Dawn is a female in her 40’s when she accessed support, she had been through a difficult time in her life, which she now recognises made her vulnerable. She met her partner through friends and felt like they ‘hit it off’ straight away; he was fun, popular and she felt lucky to be seen out with him.
She felt able to disclose the difficulties she had faced in her earlier life. When he wanted them to move in together after a few weeks, although she thought it was quick, she’d never felt as happy and didn’t hesitate.
Soon after moving in, Dawn started to see changes in her partner, he started to be verbally aggressive towards her and stopped taking her out with him. She excused this as him being tired and justified him going out alone as he needed time out with his friends, she loved him and knew what a good person he could be. Dawn questioned the change in him, this resulted in her being severely physically assaulted. She was hurt and frightened, however afterwards her partner said that he didn’t mean it and said it wouldn’t happen again, she forgave him, this was the start of an abusive cycle.
Dawn had a child with her partner and even though he had abused her while pregnant, she hoped a baby would be a new start. The abuse actually got worse and eventually social care became involved and her child was placed on child protection plan. Dawn ended the relationship, this wasn’t easy for her as she had an attachment to her abuser, although a very unhealthy one, but she wasn’t prepared to risk losing her child if the relationship continued.
Dawn left it a while before accessing support, as she thought she could move on and just get on with life, she was struggling with her mental health and it was her GP that suggested she contact BCD as they were aware of the domestic abuse she had previously experienced. She started one to one sessions with a BCD worker, it gave her time to explore and understand what she’d been through.

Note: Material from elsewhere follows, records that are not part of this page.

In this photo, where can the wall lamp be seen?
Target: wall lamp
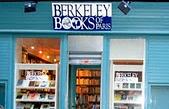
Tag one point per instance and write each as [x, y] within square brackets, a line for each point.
[124, 7]
[30, 6]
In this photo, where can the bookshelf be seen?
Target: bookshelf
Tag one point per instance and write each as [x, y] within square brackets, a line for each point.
[36, 86]
[127, 84]
[88, 88]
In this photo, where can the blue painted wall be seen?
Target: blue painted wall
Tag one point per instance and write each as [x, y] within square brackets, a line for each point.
[143, 17]
[158, 60]
[7, 66]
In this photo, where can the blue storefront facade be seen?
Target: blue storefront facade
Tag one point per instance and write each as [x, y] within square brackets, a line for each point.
[146, 20]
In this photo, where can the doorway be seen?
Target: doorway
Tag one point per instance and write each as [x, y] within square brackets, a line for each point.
[159, 95]
[85, 86]
[2, 95]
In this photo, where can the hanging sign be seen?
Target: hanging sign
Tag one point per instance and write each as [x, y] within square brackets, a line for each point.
[82, 16]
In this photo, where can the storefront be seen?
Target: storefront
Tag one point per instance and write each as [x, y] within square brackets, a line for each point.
[121, 64]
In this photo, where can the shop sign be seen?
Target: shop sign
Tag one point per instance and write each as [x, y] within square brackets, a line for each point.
[82, 16]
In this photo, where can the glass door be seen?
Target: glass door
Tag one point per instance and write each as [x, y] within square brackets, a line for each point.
[85, 87]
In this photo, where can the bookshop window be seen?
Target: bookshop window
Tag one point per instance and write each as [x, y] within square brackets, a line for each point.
[127, 73]
[36, 75]
[2, 95]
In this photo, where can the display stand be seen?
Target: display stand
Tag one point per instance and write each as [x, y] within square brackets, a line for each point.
[36, 86]
[88, 88]
[127, 85]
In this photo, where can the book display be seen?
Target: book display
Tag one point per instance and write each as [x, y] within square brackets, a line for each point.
[88, 89]
[127, 87]
[36, 86]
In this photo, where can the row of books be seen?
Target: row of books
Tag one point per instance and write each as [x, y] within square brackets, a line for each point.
[27, 83]
[87, 90]
[127, 95]
[118, 85]
[88, 73]
[127, 107]
[35, 96]
[34, 106]
[83, 81]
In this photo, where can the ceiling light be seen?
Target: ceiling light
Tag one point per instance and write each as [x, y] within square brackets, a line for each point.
[30, 6]
[54, 60]
[32, 47]
[40, 52]
[48, 57]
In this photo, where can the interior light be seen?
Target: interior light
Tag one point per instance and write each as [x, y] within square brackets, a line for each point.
[124, 7]
[40, 52]
[55, 60]
[30, 6]
[48, 57]
[32, 47]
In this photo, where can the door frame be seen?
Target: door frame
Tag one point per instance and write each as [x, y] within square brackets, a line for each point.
[5, 83]
[72, 81]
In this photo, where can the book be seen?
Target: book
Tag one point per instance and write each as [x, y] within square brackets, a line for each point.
[44, 84]
[19, 96]
[42, 96]
[37, 83]
[19, 82]
[32, 83]
[52, 84]
[51, 96]
[44, 106]
[33, 96]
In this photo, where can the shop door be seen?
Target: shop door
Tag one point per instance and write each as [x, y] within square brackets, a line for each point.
[2, 95]
[160, 97]
[84, 86]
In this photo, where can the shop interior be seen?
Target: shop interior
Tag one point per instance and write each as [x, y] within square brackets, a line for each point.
[36, 75]
[85, 54]
[127, 73]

Dawn had experienced childhood abuse and had always been told it was her fault, she believed this and questioned how she could change her behaviour to prevent her partner from getting angry, her partner had also always blamed her when he was abusive. Dawn now understands she couldn’t have prevented any of the past abusers from being abusive. The work she did with BCD helped her to process and understand the behaviour of abusers, the dynamics of an abusive relationship and why it had the impact it had on her and her child.

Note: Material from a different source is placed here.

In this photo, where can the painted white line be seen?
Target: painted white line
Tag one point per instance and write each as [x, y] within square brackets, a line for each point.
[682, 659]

Towards the end of support, Dawn was able to say ‘I’m not to blame’ and believe it.
She found the worksheets used particularly helpful, and would refer back to them in between sessions. At the end of support, Dawn felt much more confident and her self-belief had increased. She enrolled onto a college course, which had been a dream she never thought she would be able to fulfill. Dawn stated that her ex took her past, but she won’t allow him to take her future.